On 12/10/13 2:33 PM, Jukka K. Korpela wrote: Authoring requirements as such are just policy statements, therefore regularly ignored. In this case, it's an eminently validator-enforceable authoring requirement. Allowing user agents to stop parsing after a parse error (BTW, where exactly does the WHATWG HTML Living Standard allow that?) Did you try following the links in my mail? Let me try again, but this time do actually follow the link: http://www.whatwg.org/specs/web-apps/current-work/multipage/parsing.html#parse-error If browsers actually apply some specific error recovery, what’s the excuse for not making that mandatory? For example, it allows a validator or other conformance checker to just stop at the first parse error. In fact, the spec goes to some trouble to allow that and discuss conformance checker behavior around parse errors, if you read the link above. -Boris
Re: [whatwg] Should ambiguous ampersand be a parse error?
2013-12-10 22:20, Boris Zbarsky wrote: In this case, it's an eminently validator-enforceable authoring requirement.
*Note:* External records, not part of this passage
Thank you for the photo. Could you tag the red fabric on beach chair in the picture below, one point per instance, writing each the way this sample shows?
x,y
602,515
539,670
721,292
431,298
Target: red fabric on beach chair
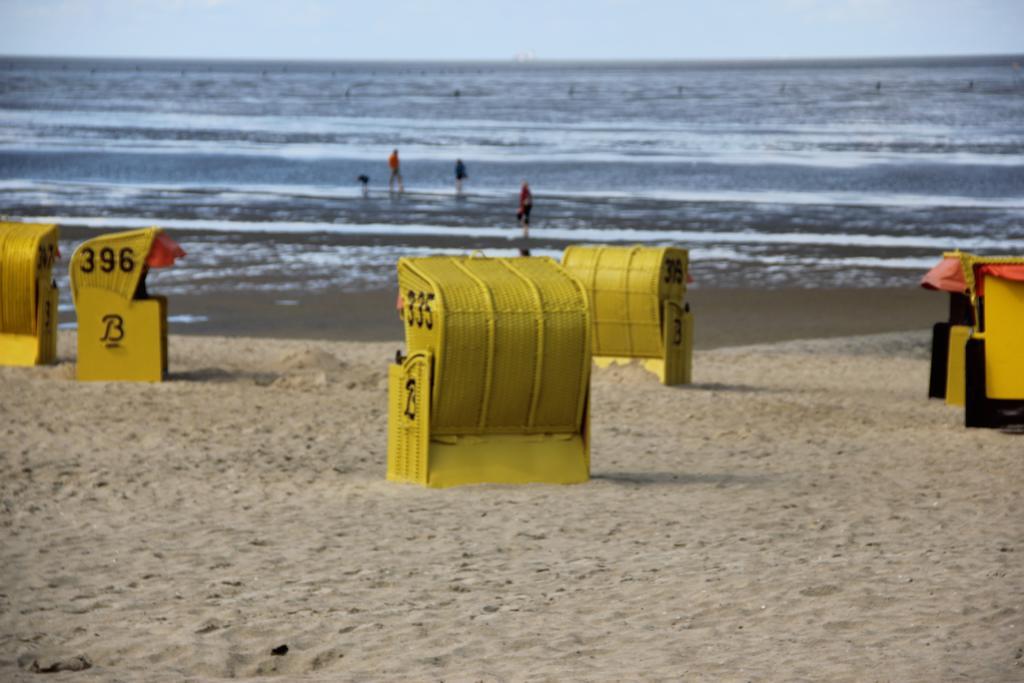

That’s a more or less a wannabe-normative requirement that “validators” are supposed to enforce. There is no real HTML5 validator so far (not surprising, as there is no HTML5), but the point is that nobody who does not use a “validator” will see the requirement as “enforced”- Allowing user agents to stop parsing after a parse error (BTW, where exactly does the WHATWG HTML Living Standard allow that?) Did you try following the links in my mail? Let me try again, but this time do actually follow the link: http://www.whatwg.org/specs/web-apps/current-work/multipage/parsing.html#parse-error “This section only applies to user agents, data mining tools, and conformance checkers.” So what about conformance of documents? If browsers are allowed to quit, or to proceed, then this is a very theoretic proposition. Technically, it does not define document conformance, does it? Yucca
Re: [whatwg] Should ambiguous ampersand be a parse error?
On 12/10/13 4:41 PM, Jukka K. Korpela wrote: Allowing user agents to stop parsing after a parse error (BTW, where exactly does the WHATWG HTML Living Standard allow that?) Did you try following the links in my mail? Let me try again, but this time do actually follow the link: http://www.whatwg.org/specs/web-apps/current-work/multipage/parsing.html#parse-error “This section only applies to user agents, data mining tools, and conformance checkers.” So what about conformance of documents? You asked where the standard says that a user agent can stop after a parse error. That's the section linked above. Conformance of documents is pretty simple: any document with a parse error is non-conformant last I checked, though exactly where it says that varies depending on the syntactic construct. If browsers are allowed to quit, or to proceed, then this is a very theoretic proposition. Conformance of documents is always a theoretic proposition if all possible inputs have defined processing. -Boris
Re: [whatwg] Should ambiguous ampersand be a parse error?
Boris Zbarsky Jukka K. Korpela: Thank you for you responses -- they are much appreciated. Sorry I talked about throwing a parse error, the specification does not say anything like that. It is just that I had thought that a parse error should be quite a serious issue -- but it seems that is not necessarily the case. You have given me confidence that browsers will continue to parse an ambiguous ampersand as normal text that is parsed verbatim, despite the fact that the specification says this is a parse error. Thanks again, Peter.